Remarks: As given in http://www.maths.surrey.ac.uk/hosted-sites/R.Knott/Fibonacci/fibtable.html, every Fibonacci number bigger than 1 [except F(6)=8 and F(12)=144] has at least one prime factor that is not a factor of any earlier Fibonacci number. So, Fibonacci numbers tend to have large prime factors and it is quite conceivable that none of them are highly composite. However, a few are seen to be semiprimes (https://en.wikipedia.org/wiki/Semiprime). Not sure if the question of whether there are infinitely many Fibonacci semiprimes has been answered.

Answer 1

The largest highly composite Fibonacci number is $F_{3} = 2$.

If $p$ is a prime number, then either $p \mid F_{p-1}$ (if $p \equiv \pm 1 \pmod{5}$), $p \mid F_{p}$ (if $p = 5$), or $p \mid F_{p+1}$ (if $p \equiv \pm 2 \pmod{5}$).

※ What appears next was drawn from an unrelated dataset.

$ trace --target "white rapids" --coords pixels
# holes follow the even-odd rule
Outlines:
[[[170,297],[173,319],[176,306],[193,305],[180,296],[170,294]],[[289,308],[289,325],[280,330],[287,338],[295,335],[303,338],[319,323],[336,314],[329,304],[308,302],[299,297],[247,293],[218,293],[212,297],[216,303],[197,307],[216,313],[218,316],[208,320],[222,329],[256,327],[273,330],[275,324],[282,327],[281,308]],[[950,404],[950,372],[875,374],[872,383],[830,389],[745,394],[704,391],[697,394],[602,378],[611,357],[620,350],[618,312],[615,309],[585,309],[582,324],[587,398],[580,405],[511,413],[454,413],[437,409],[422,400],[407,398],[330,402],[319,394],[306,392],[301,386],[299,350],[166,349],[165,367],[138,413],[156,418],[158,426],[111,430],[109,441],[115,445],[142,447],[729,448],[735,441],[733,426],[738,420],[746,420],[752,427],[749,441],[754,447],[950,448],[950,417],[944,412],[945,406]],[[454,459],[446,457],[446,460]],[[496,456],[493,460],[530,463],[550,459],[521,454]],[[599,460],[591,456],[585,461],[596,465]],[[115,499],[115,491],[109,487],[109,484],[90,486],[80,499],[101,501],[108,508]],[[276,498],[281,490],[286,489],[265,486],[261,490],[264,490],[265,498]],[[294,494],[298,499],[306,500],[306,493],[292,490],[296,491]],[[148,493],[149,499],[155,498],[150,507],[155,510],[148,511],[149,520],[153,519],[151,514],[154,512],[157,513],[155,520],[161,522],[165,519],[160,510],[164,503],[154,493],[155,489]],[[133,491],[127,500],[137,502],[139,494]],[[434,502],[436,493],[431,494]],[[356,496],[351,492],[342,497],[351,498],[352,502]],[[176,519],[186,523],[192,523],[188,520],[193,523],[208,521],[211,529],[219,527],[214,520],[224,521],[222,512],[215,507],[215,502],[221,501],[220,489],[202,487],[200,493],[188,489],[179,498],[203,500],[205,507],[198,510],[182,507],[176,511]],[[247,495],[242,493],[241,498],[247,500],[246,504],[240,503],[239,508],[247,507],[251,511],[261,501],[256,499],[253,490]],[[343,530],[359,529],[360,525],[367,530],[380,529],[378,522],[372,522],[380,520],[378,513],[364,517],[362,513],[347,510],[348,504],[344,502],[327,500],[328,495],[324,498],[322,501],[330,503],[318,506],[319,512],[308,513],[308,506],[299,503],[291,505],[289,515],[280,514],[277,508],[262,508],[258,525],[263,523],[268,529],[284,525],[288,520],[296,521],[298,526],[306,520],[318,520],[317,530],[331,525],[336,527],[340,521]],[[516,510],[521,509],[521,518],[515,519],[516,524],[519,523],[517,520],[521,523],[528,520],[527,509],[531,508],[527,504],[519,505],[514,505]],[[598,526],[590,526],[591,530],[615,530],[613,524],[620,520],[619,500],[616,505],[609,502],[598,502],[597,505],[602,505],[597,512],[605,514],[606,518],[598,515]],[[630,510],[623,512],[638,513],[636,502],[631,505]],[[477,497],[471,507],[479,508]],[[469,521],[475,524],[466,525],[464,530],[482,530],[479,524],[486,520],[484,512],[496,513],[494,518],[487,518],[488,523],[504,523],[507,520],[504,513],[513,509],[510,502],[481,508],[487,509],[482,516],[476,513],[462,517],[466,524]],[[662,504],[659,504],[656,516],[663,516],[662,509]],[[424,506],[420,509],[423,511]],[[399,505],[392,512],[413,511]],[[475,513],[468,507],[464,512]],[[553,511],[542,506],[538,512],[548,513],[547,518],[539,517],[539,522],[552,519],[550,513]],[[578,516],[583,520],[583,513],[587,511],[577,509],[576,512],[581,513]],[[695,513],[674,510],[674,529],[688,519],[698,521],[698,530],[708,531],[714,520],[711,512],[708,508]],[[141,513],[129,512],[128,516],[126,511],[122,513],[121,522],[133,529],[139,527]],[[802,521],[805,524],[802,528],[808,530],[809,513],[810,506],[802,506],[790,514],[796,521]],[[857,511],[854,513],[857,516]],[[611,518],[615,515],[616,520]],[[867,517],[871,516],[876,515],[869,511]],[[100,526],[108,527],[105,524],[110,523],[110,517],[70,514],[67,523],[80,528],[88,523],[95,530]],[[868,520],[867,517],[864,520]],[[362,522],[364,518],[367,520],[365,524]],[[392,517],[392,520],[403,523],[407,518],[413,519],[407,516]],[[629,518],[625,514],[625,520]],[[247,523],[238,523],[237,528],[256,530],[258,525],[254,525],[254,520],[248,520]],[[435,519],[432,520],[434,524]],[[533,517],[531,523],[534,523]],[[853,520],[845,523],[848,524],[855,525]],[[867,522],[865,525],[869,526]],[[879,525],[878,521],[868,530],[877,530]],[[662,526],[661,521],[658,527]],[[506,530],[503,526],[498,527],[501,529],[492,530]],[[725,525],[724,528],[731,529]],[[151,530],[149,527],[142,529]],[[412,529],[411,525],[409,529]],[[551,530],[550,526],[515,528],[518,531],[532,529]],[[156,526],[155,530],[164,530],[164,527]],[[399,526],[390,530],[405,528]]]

It follows that if $n > 12$ and $p$ is a prime that divides $F_{n}$ and no previous Fibonacci number, then $p \geq n-1$. Assuming $F_{n}$ is highly composite implies that all primes $\leq n-1$ divide $F_{n}$. It follows that $F_{n} \geq \prod_{p \leq n-1} p$. This will lead to a contradiction for $n$ sufficiently large (which boils down to the fact that $\frac{1+\sqrt{5}}{2} < e$).

Let $\theta(x) = \sum_{p \leq x} \log(p)$. The prime number theorem is equivalent to $\theta(x) \sim x$ and Rosser and Schoenfeld showed (see page 70 of their 1962 Illinois Journal of Mathematics paper) that for $x \geq 41$, $\theta(x) \geq x \left(1 - \frac{1}{\log(x)}\right)$. This implies that for $n \geq 42$, we have $$ \log\left(\frac{1}{\sqrt{5}}\right) + n \log\left(\frac{1 + \sqrt{5}}{2}\right) \geq \log(F_{n}) \geq \theta(n-1) \geq (n-1) - \frac{n-1}{\log(n-1)}. $$ For $n \geq 22$, we have $(n-1) - \frac{(n-1)}{\log(n-1)} \geq \frac{2}{3} (n-1)$, which implies that the right hand side of the centered inequality above is greater than the left.

It suffices to check the prime factorization of $F_{n}$ for $n \leq 42$ to verify that $F_{n}$ is not highly composite for $4 \leq n \leq 42$. This can be done easily using the table of Brillhart, Montgomery, and Silverman.